Tyler and I shared a brief conversation about his event, and it was very moving, how informatively and passionately he spoke about his products and craft, whilst also being sincerely genuine and hospitable. He kindly opened with the pop-up sale as a way for him to get to know his neighbors, to meet and thank them for sharing their community, while he and his fiancé reside at the Live @ Marché St. George space for the summer.

All of Mikuni's wares are of the highest caliber, and some of the ingredients available on the weekend especially shone as favourites for Tyler. The first product we talked about were finger limes, which he described as a citrus caviar. Finger limes contain segments of individual, self-wrapped and enclosed spheres that share a pronounced resemblance to caviar in their look and texture, except, of course, firmly popping with a brightly tart citrus flavour.

Tyler's mushroom of choice, morels, were foraged in Alaska and the Northwest Territories.

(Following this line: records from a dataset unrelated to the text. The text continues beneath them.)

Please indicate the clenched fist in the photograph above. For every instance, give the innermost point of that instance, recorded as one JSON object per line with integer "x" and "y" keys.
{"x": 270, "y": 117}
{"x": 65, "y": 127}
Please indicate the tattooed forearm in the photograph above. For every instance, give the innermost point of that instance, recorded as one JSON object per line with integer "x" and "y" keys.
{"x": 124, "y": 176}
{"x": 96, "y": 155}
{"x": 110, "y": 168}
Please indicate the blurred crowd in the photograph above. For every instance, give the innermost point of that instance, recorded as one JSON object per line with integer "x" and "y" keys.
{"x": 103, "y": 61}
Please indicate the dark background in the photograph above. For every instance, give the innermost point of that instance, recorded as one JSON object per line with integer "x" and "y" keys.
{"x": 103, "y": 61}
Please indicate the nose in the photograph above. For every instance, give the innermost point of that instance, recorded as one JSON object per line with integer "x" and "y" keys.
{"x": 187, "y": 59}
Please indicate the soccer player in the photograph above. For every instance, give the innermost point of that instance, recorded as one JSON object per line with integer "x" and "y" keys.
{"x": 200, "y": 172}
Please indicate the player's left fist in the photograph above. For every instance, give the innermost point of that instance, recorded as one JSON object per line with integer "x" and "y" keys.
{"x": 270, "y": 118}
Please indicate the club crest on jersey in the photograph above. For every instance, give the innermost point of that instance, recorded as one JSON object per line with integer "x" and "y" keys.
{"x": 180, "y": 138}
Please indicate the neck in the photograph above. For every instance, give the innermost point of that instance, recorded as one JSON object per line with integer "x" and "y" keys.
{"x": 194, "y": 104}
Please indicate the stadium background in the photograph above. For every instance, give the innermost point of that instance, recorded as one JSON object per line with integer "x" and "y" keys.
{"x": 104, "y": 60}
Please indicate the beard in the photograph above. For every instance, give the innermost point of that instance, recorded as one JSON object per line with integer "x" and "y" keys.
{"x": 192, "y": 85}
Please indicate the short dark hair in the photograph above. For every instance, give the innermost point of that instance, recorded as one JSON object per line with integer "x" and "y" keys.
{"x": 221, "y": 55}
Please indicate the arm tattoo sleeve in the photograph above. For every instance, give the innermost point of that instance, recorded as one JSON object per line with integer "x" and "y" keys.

He explained that this season hasn't been especially fortunate for their harvest, so having them at the pop-up event was really quite exceptional, because it is one of few opportunities, if not the only chance, for the general public to find their crop within in the city.

There was a particularly fascinating sunflower oil, that I overheard him praising to a handful of earlier customers. He explained that while sunflower seed oil might not sound like an exciting product, the cold-pressed one available was, in fact, the best he had ever savoured because it remarkably tasted like eating a handful of freshly toasted sunflower seeds. Tyler added his belief that chefs gravitate toward the oil because of the beautiful simplicity in executing something extraordinary with a fairly common ingredient.

White Seashore honey, my favourite to learn about on Saturday, is a product that he described as on a different level than any of the other honey products available on the market. Its manufacturers settled their apiaries near the Gaspé region of Quebec's shoreline, giving the honey's finish a salinity, because the herbs and wildflowers that the bees harvest pollen from have been exposed to the ocean air. Even better, flavour isn't the only distinct feature of this item: It's unpasteurized, retaining many nutritional health benefits, and the churning process it underwent also provided it with a brilliant, marshmallow fluff-like texture.

Both the sunflower oil and honey were produced by a small collective of foragers in Montreal, Société Orignal, whose aim is to pioneer and share natural, wholesome foods through a network of farmers, activists, chefs and grocers. Mikuni works in a similar way, building its relationships within the culinary world to procure a bounty that not only tastes better, but is better for us, as well as providing chefs with the tools and motivation to demand changes for the state of food and modern agriculture for all of us. This is a conviction that Le Marché also shares, and we are so grateful and happy to carry local produce and goods for our customers, as well as stock Mikuni-sourced items on our shelves, including Pok Pok Som drinking vinegars, Noble tonics, and fermented black garlic.

I would like to sincerely express my thanks to Mr. Gray for his time and generosity. His heart and effort showed in all of the details of the day, from the handwritten signs to the locally foraged display props. A few ideas for the future were mentioned in our chat, including neighborhood potluck dinners, pop-up restaurant nights, and the possibility of another in-house sale for the public. I hope to see all of these affairs manifested. In the photo montage above, also included is a picture of Tyler's truck, a sea foam green 1961 Chevy Apache; it is a tremendously stunning machine.